He used modern tools and processes that were popular at the time which had open schematics -- anybody could build and use the power saw and power drill he liked to use. Anybody could build the tables he built, but he liked building them anyways.

Needing money to fund his table-making hobby he became employed at a large local business loading and unloading materials. He soon noticed, however, that while the building had many offices none of those offices had tables. Naturally he offered to bring his tools to work and make some tables for all the workers forced to stand around.

Not long after, the business made table-making his full-time job. There were many many rooms that needed tables, and many many people who had been working a long time without them. He took great joy in building custom tables for specific nooks and crannies. Tables that were the right shape to highlight a room or to stay perfectly out of the way. He would explore new techniques and experiment with materials and patterns. He became better and better at his trade.

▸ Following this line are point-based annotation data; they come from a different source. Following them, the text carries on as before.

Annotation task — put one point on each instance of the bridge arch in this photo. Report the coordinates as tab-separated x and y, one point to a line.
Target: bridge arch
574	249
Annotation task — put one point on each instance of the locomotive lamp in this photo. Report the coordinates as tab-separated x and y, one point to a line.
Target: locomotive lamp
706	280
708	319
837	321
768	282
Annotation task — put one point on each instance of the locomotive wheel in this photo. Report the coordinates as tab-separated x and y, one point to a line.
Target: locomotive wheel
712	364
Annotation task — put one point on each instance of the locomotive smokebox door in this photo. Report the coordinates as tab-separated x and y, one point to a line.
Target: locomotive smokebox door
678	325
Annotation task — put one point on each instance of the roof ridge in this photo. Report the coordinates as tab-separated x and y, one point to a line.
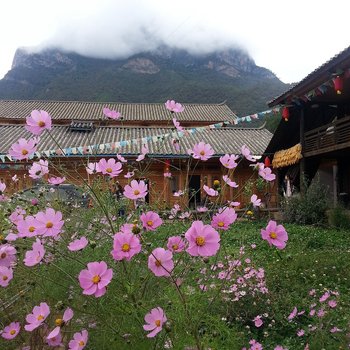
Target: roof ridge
114	102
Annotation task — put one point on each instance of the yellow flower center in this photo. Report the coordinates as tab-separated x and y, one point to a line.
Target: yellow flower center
200	241
49	224
59	322
96	279
125	247
273	235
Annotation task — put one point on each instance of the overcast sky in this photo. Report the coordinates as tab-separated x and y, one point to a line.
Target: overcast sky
291	38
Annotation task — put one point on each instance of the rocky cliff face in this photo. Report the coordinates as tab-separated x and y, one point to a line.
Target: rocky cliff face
230	75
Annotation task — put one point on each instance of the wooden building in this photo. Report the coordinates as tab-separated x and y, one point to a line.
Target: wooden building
316	137
78	125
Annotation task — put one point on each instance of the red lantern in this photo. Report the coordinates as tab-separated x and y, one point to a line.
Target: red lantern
267	162
338	84
285	114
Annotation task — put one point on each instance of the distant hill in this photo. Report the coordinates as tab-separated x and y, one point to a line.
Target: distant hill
230	75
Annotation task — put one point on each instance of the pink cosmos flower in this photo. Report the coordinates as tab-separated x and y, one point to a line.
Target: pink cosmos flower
28	227
300	332
266	174
246	153
17	215
2	187
177	125
332	304
229	182
144	151
176	145
111	114
335	330
275	235
160	262
224	218
154	321
37	317
110	167
255	345
56	180
210	191
121	158
174	107
229	161
67	316
176	244
202	151
11	331
7	255
129	174
178	193
49	222
150	220
324	297
258	322
93	168
135	190
34	256
95	279
79	340
34	201
23	149
255	200
78	244
38	121
125	246
293	314
203	240
39	169
202	209
6	275
55	341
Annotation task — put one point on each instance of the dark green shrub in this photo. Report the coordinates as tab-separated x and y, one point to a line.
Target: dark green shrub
339	218
308	209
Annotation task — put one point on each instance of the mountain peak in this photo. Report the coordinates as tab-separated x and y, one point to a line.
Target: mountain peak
153	76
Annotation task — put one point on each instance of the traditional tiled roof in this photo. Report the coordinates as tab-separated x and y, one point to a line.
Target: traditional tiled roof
150	112
223	140
316	77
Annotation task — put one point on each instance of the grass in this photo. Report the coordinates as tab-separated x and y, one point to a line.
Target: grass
315	258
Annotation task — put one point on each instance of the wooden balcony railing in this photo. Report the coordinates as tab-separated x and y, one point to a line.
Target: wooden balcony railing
328	138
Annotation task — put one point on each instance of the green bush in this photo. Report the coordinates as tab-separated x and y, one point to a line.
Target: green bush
310	208
339	218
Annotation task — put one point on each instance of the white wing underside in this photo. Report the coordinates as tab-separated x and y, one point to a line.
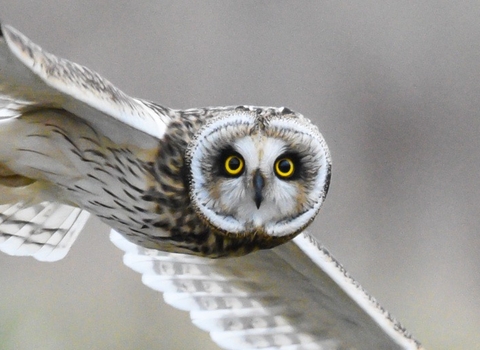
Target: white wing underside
44	230
296	296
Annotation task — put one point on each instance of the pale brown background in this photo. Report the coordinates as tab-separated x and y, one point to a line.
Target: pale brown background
394	87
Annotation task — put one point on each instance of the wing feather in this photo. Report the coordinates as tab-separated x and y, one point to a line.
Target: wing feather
28	73
45	230
296	296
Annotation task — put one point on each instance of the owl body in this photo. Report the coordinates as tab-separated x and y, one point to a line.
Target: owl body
212	182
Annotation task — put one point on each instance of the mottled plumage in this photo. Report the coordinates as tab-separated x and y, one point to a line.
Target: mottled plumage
212	182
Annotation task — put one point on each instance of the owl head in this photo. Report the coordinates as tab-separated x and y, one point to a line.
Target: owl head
258	170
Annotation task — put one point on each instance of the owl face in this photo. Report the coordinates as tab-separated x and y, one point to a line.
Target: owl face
258	173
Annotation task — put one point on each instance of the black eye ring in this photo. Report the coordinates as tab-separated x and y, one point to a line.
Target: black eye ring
234	165
284	167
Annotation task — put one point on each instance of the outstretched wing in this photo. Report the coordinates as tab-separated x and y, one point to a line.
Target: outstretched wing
31	77
44	230
296	296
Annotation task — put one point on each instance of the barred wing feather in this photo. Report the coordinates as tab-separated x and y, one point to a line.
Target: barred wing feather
295	296
40	79
44	230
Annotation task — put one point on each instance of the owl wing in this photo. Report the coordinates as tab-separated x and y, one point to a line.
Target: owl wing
31	77
43	230
296	296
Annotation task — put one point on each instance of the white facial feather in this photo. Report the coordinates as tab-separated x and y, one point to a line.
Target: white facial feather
228	202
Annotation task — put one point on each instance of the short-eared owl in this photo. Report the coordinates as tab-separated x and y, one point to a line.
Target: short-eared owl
210	183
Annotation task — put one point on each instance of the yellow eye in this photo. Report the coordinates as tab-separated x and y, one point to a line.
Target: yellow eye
234	165
284	167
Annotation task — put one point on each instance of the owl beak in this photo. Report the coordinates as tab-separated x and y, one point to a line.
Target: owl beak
258	184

Over time, as he grew older, he began to use common patterns that he had found successful. Table-making still brought joy, but it was no longer the experimental and exciting process it once was. It was stable table employment where he was well-appreciated (and well paid) for his consistent work.

Every night the table-maker would go home to his family, and after supper he would proceed to his workshop where he still experimented and explored the art of making tables. Not for money, but for fun and relaxation.

One day, the business announced they had purchased a new technology: an automated machine for making tables. Now anybody could make a table with the push of a button -- the table-maker, however, with all his experience and knowledge could leverage this tool better than anybody else. He knew which knobs to turn and which levers to pull to make the tables come out of the machine just right. What was more, his peers liked these new one-button tables just as much as his hand-crafted tables. In fact, many liked the new tables even more.

A\This was all fine and well for the table-maker, for the tables his peers wanted were no longer particularly interesting to make. Now he could help more people get access to tables much faster while working half as hard. They even gave him a raise and made him Director of Table Enablement!

But something unexpected happened: as he went home one night and sat in his workshop and held his familiar tools and looked at a half-constructed table in front of him he felt... annoyed. He could finish this table with the push of a button at work. Why should he waste his time using his old worn tools to screw each screw and cut each board?

He realized with dread that he no longer enjoyed making tables.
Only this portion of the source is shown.